Когда ты ушел, Элиз ходила на остановку. На ее глазах пришел транспорт — ты понимаешь — и девушку увезли. После Катарина сказала, что и ее возили. Там она узнала, что наша милая девушка во всем призналась, и ее отправили далеко, и теперь она уже, наверное, в мире ином. Крепись, сыночек, она сделала для тебя все, что могла, теперь ты можешь свободно возвращаться на родину, тебе нечего бояться. Мы все ждем тебя, особенно твоя мама, которая любит тебя больше всего на свете. Сердце мое разрывается в разлуке с тобой. Возвращайся, мой ненаглядный мальчик, дай прижать мне тебя к своей истерзанной груди, жизнь моя».

Жак находился в лагере под Торгау три года. Целый год рабочим из Бельгии морочили голову в переселенческих лагерях, в лагерях распределительных, пока не остались они совсем без документов и без еды, и теперь от них требовали отработать в счет великой Германии и еду, и дорогу в оба конца, и одежду, и ночлег, и собственно, отдать все долги за подвиг нацистской армии «освободившей» маленькую пугливую страну Бельгию от большевизма.

За три года, начиная с мая сорокового, фашистская Германия вывезла из этой маленькой страны около трехсот тысяч молодых крепких парней, весь генетический фонд Бельгии на каторжные работы в нацистских лагерях трудового перевоспитания.

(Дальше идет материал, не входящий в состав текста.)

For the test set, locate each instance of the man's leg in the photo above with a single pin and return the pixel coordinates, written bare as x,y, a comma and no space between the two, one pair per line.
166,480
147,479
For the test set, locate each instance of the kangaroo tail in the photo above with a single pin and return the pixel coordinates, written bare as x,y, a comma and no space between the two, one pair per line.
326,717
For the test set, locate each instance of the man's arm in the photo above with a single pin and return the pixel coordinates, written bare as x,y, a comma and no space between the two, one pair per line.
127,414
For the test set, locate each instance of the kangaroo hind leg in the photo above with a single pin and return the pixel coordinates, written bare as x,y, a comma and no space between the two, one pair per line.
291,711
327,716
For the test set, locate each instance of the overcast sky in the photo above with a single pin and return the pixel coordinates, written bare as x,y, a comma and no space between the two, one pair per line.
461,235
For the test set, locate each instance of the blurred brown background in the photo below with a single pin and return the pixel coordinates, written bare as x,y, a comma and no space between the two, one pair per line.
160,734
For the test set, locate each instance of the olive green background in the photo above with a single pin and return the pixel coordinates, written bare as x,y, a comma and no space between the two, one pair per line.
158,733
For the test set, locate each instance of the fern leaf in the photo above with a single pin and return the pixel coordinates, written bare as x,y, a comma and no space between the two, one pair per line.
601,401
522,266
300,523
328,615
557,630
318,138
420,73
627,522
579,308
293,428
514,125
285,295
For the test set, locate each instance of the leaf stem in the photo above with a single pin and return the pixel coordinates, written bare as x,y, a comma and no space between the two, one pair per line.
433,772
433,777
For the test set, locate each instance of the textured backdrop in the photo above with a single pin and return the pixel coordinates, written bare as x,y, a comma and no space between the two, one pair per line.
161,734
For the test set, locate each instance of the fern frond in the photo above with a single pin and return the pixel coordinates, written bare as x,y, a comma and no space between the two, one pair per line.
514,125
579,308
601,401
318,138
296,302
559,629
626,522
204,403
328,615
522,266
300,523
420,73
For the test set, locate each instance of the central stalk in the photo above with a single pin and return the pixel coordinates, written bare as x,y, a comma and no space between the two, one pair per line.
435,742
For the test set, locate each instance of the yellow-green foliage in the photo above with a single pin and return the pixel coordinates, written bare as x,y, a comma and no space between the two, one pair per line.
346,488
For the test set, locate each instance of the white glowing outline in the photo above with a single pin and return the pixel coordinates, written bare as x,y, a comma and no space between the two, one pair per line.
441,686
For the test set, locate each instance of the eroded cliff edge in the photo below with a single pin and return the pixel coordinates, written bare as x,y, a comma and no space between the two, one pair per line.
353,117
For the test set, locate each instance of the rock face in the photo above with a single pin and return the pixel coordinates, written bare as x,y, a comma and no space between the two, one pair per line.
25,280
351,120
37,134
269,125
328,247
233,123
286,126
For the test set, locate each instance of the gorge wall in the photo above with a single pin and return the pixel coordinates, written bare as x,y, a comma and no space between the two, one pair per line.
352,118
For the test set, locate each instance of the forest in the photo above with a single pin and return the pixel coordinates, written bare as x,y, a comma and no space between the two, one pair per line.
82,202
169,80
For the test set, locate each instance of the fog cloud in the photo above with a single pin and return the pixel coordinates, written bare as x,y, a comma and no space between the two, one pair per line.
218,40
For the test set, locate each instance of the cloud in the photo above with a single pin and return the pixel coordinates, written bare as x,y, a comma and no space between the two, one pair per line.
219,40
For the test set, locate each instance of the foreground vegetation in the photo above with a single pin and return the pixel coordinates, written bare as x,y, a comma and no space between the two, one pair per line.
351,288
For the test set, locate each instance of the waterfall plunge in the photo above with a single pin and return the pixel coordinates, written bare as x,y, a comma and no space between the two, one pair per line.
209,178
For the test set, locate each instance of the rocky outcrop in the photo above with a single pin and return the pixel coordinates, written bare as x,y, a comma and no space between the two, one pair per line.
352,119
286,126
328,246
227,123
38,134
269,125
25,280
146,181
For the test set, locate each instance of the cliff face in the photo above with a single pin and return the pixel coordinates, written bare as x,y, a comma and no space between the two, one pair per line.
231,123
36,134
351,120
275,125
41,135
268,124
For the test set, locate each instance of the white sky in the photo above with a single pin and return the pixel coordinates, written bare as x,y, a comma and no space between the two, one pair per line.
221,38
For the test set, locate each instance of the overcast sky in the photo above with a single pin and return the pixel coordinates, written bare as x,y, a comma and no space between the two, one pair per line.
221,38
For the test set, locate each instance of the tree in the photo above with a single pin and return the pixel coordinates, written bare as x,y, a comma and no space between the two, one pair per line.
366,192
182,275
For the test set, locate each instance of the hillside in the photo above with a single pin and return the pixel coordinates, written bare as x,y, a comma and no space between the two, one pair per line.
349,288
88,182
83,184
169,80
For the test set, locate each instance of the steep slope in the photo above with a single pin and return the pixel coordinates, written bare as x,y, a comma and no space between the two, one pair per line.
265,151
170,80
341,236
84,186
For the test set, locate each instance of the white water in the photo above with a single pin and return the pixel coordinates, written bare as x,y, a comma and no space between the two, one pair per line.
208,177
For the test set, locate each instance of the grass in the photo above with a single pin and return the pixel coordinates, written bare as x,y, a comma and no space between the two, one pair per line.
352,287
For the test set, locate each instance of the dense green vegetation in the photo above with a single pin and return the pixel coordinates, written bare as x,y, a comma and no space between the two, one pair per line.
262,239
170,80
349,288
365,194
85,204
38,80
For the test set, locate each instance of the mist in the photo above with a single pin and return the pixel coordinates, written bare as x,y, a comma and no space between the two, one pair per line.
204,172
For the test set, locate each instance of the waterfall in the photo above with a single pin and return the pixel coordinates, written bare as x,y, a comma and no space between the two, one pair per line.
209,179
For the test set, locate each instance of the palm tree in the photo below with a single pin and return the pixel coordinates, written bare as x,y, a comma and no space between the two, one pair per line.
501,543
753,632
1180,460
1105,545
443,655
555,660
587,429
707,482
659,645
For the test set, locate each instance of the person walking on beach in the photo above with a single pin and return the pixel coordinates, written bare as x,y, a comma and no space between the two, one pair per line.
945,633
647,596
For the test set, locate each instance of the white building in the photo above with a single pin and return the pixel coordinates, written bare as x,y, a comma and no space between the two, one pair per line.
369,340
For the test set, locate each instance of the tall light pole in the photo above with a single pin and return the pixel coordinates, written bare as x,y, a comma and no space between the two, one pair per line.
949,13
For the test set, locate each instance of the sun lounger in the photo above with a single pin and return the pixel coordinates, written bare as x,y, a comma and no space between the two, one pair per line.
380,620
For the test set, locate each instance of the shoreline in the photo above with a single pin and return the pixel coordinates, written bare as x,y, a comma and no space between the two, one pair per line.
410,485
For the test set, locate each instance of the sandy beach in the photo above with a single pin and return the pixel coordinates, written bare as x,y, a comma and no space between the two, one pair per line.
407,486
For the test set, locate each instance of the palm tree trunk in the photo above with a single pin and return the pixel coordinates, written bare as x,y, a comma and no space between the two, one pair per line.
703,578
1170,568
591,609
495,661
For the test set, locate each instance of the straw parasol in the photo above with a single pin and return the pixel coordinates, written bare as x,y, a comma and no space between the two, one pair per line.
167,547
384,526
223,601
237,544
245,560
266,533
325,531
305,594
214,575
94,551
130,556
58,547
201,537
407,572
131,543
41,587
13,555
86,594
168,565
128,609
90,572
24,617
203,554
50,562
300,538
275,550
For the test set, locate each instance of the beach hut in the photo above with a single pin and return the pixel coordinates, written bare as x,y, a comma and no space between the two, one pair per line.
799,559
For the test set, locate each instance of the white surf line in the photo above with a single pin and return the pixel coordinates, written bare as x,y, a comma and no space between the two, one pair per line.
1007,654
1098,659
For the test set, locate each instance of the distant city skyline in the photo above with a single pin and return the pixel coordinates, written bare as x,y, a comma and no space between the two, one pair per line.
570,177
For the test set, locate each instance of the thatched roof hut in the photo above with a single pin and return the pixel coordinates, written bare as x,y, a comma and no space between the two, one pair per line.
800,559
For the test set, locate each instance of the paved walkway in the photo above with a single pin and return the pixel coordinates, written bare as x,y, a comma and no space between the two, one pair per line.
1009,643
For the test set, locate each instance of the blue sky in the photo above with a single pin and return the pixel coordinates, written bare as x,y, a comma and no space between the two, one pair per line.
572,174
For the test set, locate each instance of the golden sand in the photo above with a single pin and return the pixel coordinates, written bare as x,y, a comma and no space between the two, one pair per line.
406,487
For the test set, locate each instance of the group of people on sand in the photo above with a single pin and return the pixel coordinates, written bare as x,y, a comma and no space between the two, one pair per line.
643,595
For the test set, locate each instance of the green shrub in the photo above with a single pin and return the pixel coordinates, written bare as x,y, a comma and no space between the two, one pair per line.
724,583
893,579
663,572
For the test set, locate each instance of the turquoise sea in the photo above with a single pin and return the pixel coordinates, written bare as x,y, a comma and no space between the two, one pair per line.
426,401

Ему было нескучно жить. Бельгийским и французским рабочим, жившим в лагере, разрешалось свободно перемещаться по территории, покупать на небольшую зарплату себе сигареты и еду, им привозили фильмы, но они также не могли ослушаться надзирателя, не могли выйти из строя по дороге на заводы, не могли выходить за ворота лагеря.

Одним из развлечений в лагере были походы к парикмахеру Якобу. Случалось ему стричь и обитаемые кудри: в самом начале в лагерь завезли вшей.

Якоб плыл по течению и все еще не мог понять в какую сторону его несет, а в какой стороне берег. Он только начинал догадываться о том, что грязный селевой поток, в который он попал — был злом. Он старался не думать о том, как варварски его обманули, зазвав на работу в Германию, посулив горы злата и райскую жизнь. Если таким был немецкий рай, то почему в нем удерживали насильно за колючей проволокой, неужели это точное подобие небесного рая? и почему тогда так горько плакал тот ангел, которого Жак увидел в «соседнем раю?»

— Вот, Валя, посмотри, — Вика протянула маленький листочек, на котором был нарисован портрет, — Возьми себе на память.

Валя опасливо поглядела по сторонам и свесила ноги с полки.

— Это же Лена моя!

Она бережно взяла портретик.

— Похоже? Я стащила у Розы целый лист ватмана. Подвязала к себе в туалете. Он теперь под матрацем, разглаживается. Хочешь, я и тебя нарисую?

Валя, не отрываясь от портрета, произнесла:

— Немного позже, потом… И этот портрет забери, сохрани. Ни к чему мне он теперь. Пропадет.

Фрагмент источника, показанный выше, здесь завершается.